Sunday, August 17, 2008

As the 18th of August glooms even nearer, my mood goes depressingly awful. What shud I say? What shud I think? What shud I feel?

The person is ready to listen, to just keep quiet while I begin to slowly open the cracked mask that has been my face for ages, unveiling the scarred inner me that will shocked everyone.

And here I am wishing that everything is ok.
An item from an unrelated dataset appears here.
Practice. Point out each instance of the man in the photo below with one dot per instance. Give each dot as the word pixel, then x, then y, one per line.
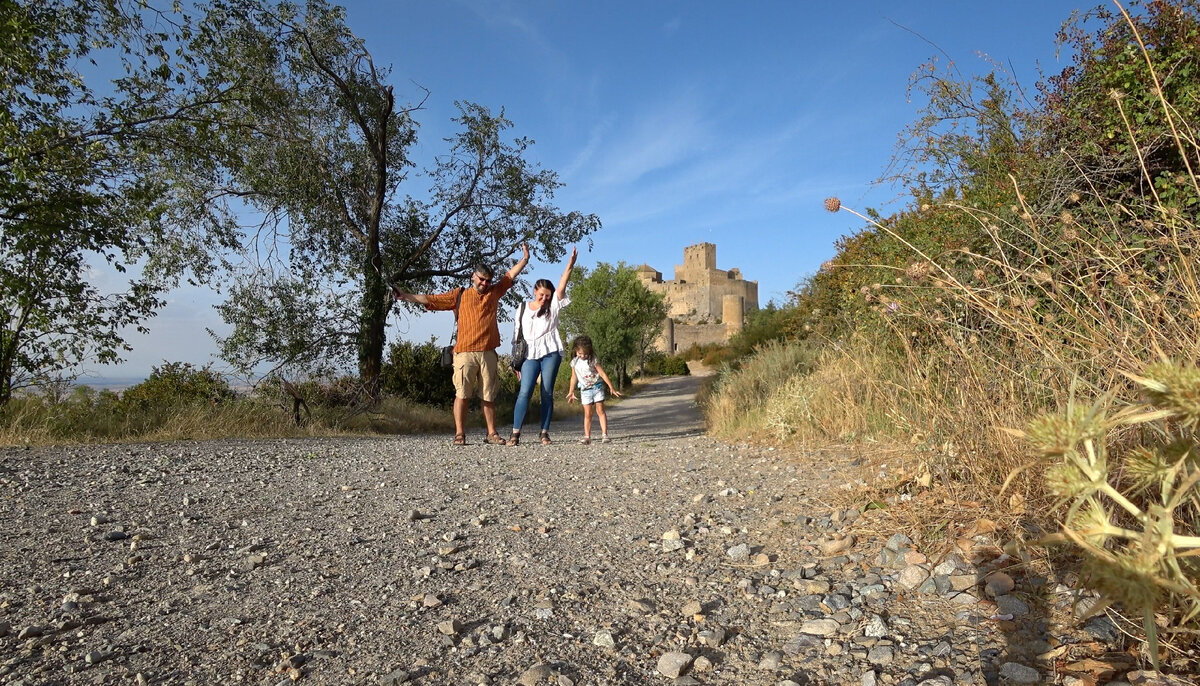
pixel 478 337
Yesterday, I learnt something called sacrifice. I took MC and got two days, just so that I could help my mum prepare for family prayers on Nisfu Syaaban. I was plagued by worries and doubts over my position at work now, and being an almost perfectionist, I craved to go to work. To prove that I am an asset. But after seeing through my mum's eyes, and some sense and pushes from dad and a fren, I made it thru the test. Alhamdulillah. Anyways, I wun be staying too long. Was thinking of tendering my resignation sooner than you think.
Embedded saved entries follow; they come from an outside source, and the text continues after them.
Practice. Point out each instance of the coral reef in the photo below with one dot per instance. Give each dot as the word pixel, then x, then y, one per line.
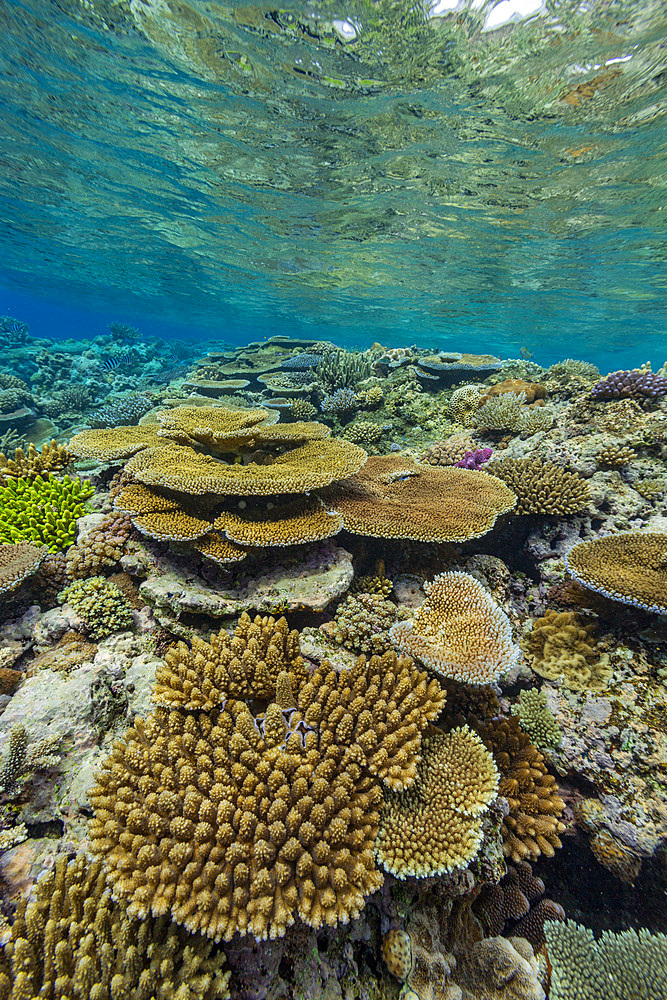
pixel 71 941
pixel 435 826
pixel 629 965
pixel 533 824
pixel 541 487
pixel 630 566
pixel 459 631
pixel 560 648
pixel 395 497
pixel 100 604
pixel 42 509
pixel 236 824
pixel 637 383
pixel 536 718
I can never sacrifice my solat and friday prayers druing Ramadhan, if i do, it is better that i dun fast. Cuz solat comes 2nd before puasa, its like a chain of dominoes. Never do one pillar, the rest will give way.

In Nisfu Syaa'ban, the Prophet has promised his ummah that all shall be freed from hellfire under God's blessing and mercy except 6 kinds of people.

1) The few who drinks
2) The few who conducts or get close frequently to adultery
3) The few who has a heart of stone
4) The few who likes to spread misunderstanding/ fitna
5) The few who likes to use physical violence on the weak
6) The few who has goes against and are sinned against their parents

May Allah shed light on me, for I am sinned. Look at me, I am paying the price for the sins I have done.

And after the yassins, it cleared my head and tears can never stop leaking out of my bespectacled eyes.

I kept seeing my faults, not deserving to gain entrance to Paradise, how I did wrong, my guilt for dian, and my mua'lim Haji Salleh Meerasa, my teacher of spiritual Islam, is really sick. He is in hospital now. I have followed him, and his Maulids, zikr, and salawats for more than 5 years.

In May, he looked at me and suddenly said, " This boy has hope, this boy has hope."

I did not know what he see in me, perhaps a person who has khashaf like him cud truly see something in me. When I have given up on myself, he put hopes on me.

But what kind of hopes? If it is success in life, then alhamdulillah, but if it comes with the path of sins, then I guess I'd rather have a simple life. But if this hope comes in a shape of taufiq and hidayah, then I guess its much much better.

Ameen.

ps: I'll see you tmr dian. And you'll be able to see me the whole month of Ramadhan. I'll never stop praying for you.